Additionally, social media gives mothers unprecedented access to comparisons for “good motherhood.” They can read blogs and books showing what it means to be a “good mother,” applying a similar pressure to remain competitive in that realm. With access to all this information, working women often contend with the feeling of guilt that accompanies pursuing a career on top of motherhood, feeling as though their gain is necessarily their child’s loss.
Perri faces all the classic challenges of motherhood. Like other millennial mothers with access to unprecedented resources, when she was pregnant she “did every preparation possible — went to all the classes, read all the books and all the blogs…” She coped with the sleep deprivation of new mothers, telling People magazine that “you get real weird when you haven’t slept for six months.”
But even despite these difficulties, Perri says that Carmella is the “biggest and best thing that’s ever happened to me.” In a move that subverts the expected separation of career and motherhood, she decided to make her next album focus on Carmella because she “didn’t want to pretend that it didn’t happen.” She refused to keep her life as a mother hidden from her life as a singer. By integrating her two roles, Perri offers an alternative example for working mothers today.
Perri understands the challenge of juggling both roles, explaining that the one original song in the album, ”You Mean the Whole Wide World to Me,” was “really the only song I wrote all year because, creatively, it’s just so challenging when you’re tired and in baby land.” Rather than expecting her work to remain the same and unaffected by becoming a mother, she decided to instead release an album of songs that she sang to Carmella every day. The result was an intimate glimpse into the quiet moments shared by a mother and her child, as deeply moving as any of her previous albums.
The Bottom Line
Though women in previous generations often chose between a career and motherhood, emerging societal expectations dictate that women shouldn’t have to choose. And ultimately, this expectation makes sense. Why should women have to lose the joy of being a mother if they want to pursue the joy of having a successful career? And why should women defer the fulfillment of a career if they want to have children? As well intentioned as this expectation is, it unfortunately demands that women take on two lives simultaneously and separately rather than integrating them into one. Perri’s lullaby album teaches us to reimagine what it means to be a working mother. Until women can be mothers in the workplace and professionals at home, they can never really have the joy of both.

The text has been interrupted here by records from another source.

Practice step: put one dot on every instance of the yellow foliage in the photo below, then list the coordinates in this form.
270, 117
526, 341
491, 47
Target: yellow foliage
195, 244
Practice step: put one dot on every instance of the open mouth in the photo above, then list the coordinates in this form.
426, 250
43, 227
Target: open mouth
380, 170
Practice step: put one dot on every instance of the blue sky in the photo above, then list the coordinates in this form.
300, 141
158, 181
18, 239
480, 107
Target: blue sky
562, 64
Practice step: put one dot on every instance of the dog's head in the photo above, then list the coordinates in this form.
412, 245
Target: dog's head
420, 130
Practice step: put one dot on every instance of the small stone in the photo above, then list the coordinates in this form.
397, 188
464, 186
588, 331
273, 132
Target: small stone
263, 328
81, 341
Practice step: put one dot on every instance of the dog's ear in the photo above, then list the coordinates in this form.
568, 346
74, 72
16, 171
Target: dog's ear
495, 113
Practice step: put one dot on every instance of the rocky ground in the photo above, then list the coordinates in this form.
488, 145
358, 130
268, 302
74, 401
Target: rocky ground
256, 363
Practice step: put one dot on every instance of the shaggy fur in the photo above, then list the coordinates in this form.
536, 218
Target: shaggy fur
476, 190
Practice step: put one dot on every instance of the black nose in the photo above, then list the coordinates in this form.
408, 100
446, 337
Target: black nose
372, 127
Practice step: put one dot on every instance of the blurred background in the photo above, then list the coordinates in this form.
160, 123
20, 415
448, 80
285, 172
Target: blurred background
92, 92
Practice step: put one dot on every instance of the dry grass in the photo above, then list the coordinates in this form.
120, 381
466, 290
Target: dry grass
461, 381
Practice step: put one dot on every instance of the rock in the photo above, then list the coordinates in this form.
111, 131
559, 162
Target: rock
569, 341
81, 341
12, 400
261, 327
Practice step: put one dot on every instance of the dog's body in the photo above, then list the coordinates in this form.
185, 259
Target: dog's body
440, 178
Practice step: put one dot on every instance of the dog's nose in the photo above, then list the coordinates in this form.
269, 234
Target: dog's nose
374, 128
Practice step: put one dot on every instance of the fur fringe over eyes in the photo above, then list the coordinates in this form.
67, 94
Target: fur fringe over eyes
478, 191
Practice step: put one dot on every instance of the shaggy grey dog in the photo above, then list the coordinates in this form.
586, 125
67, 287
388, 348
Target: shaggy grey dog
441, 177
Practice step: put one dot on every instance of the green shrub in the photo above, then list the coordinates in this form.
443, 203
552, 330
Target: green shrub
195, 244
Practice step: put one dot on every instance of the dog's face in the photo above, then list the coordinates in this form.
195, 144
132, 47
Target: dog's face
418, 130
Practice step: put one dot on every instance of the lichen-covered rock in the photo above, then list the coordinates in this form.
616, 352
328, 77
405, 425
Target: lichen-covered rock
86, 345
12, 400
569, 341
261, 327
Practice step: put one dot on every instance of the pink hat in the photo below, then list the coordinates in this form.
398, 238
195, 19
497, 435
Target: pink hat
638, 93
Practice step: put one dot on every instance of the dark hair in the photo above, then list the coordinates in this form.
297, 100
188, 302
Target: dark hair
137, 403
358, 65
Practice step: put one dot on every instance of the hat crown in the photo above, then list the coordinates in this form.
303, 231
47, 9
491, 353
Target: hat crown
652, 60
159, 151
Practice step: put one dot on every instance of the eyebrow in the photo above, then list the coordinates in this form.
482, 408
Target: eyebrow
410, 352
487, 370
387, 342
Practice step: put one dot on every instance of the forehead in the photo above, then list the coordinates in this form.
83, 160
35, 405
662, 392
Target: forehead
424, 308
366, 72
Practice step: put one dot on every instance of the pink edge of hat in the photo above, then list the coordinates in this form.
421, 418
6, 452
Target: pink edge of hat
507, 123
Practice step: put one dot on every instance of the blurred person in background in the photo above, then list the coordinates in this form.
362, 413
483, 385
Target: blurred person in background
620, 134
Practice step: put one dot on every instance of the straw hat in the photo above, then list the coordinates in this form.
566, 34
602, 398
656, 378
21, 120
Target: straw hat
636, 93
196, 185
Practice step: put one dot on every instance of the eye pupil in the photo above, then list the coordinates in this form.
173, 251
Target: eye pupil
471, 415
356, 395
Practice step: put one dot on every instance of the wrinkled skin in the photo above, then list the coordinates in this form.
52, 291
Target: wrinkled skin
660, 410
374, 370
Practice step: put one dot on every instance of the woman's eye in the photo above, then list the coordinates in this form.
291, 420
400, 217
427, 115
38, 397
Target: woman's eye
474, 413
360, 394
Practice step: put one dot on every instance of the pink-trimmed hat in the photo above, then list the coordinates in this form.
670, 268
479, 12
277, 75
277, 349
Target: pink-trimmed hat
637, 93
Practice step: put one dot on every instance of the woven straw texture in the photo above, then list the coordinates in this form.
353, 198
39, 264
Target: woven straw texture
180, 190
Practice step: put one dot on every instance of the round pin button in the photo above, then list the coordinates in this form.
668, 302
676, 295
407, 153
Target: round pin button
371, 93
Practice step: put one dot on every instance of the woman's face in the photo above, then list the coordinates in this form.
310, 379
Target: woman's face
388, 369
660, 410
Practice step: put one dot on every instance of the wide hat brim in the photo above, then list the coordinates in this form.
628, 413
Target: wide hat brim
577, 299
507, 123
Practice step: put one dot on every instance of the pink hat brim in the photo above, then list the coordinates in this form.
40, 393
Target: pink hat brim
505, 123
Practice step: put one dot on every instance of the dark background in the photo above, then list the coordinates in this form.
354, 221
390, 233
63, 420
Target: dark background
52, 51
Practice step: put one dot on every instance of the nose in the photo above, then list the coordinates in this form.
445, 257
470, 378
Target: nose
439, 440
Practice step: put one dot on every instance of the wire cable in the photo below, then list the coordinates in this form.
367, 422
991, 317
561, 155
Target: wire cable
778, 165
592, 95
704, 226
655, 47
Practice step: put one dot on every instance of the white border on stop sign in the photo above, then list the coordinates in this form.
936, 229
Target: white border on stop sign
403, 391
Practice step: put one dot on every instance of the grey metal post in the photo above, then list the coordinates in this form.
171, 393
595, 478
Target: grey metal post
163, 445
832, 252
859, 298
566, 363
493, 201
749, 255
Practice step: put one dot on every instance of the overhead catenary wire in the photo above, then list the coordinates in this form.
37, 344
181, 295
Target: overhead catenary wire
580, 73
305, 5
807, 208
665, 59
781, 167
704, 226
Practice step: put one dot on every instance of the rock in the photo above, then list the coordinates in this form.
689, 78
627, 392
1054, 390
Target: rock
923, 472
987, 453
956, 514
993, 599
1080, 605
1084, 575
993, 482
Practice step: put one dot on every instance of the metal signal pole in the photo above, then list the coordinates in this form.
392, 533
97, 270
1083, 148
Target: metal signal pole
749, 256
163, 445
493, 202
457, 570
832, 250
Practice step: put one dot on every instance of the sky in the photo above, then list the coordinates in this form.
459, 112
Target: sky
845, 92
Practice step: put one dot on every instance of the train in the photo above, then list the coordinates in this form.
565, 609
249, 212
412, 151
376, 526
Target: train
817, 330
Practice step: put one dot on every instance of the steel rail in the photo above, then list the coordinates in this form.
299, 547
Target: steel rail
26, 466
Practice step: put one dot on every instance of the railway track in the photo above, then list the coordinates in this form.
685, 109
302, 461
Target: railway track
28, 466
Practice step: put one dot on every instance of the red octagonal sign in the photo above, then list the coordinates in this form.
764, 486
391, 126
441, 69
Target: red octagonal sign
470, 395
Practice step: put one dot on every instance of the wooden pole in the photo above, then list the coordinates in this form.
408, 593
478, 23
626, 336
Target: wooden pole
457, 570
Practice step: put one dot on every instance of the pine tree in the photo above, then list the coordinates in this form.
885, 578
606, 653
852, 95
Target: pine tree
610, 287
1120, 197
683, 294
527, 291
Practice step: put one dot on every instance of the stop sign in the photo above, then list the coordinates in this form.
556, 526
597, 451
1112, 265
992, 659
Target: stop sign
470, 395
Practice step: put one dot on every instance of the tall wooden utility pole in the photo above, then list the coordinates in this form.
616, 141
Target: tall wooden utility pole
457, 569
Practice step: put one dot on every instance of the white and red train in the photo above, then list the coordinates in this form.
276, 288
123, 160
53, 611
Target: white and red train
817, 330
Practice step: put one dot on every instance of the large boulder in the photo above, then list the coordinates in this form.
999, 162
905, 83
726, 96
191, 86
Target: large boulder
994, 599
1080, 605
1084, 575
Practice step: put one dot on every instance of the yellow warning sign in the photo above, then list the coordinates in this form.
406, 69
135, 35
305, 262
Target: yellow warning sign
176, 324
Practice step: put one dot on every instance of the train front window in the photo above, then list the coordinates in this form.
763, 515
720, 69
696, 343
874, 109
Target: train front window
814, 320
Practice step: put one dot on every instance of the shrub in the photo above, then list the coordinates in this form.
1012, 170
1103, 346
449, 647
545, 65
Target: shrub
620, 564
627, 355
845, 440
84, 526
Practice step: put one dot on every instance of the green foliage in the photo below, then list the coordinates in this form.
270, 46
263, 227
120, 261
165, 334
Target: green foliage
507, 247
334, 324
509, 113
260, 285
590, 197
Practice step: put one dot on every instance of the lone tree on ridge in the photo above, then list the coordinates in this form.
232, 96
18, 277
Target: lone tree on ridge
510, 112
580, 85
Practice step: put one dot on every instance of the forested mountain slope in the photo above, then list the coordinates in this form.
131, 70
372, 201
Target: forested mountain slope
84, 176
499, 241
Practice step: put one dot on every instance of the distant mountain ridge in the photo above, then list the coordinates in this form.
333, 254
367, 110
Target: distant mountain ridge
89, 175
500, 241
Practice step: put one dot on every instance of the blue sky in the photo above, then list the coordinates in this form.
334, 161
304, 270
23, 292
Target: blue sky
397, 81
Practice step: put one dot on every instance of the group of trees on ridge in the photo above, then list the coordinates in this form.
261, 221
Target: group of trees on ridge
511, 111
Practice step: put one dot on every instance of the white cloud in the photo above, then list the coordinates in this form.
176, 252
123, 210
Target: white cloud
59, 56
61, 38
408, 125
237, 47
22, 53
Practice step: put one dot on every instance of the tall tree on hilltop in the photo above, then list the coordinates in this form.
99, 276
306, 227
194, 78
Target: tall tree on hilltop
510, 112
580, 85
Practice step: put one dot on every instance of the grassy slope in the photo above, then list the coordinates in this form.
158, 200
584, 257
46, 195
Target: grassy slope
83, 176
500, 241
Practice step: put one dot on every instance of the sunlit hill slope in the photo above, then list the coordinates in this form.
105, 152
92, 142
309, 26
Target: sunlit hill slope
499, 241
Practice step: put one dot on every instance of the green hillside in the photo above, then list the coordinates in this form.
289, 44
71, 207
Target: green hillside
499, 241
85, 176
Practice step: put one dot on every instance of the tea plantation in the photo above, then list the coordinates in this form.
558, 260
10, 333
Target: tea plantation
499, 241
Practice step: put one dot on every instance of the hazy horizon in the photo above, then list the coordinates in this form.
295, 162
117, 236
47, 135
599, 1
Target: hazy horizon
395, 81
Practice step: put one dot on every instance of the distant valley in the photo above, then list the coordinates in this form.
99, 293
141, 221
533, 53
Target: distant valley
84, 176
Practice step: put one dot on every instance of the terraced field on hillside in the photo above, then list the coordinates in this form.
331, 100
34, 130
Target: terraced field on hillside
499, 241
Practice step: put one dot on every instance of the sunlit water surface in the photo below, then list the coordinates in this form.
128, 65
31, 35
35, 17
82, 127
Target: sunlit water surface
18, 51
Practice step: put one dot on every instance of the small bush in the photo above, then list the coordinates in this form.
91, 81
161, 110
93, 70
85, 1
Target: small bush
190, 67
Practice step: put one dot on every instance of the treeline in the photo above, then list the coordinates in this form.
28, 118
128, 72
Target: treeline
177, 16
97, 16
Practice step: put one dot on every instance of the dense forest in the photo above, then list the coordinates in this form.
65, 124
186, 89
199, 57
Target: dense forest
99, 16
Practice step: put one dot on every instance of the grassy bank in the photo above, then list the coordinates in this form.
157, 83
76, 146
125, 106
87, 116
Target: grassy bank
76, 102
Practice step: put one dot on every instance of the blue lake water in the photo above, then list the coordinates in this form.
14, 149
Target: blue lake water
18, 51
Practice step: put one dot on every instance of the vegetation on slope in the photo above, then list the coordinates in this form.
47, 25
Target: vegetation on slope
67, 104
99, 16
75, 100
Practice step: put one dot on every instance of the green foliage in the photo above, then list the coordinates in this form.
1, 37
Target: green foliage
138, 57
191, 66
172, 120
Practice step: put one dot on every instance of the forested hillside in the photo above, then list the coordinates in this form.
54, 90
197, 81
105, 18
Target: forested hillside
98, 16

When they struggle under the weight of two roles, women might begin to question why they would even want either. At their best, motherhood and a career can both be true joys in any woman’s life. By combining rather than splitting her time between the two, Perri allows herself to experience them as such. “I just didn’t want to jump into a new project that wasn’t related to how amazing my life is right now due to my daughter,” she says. In this way, she allows herself to fully experience the joy her daughter brings to her life. In the album’s original song, Perri tells Carmella that she means “the whole wide world” to her. And when her world is not split between her child and her career, her joy is felt far and wide.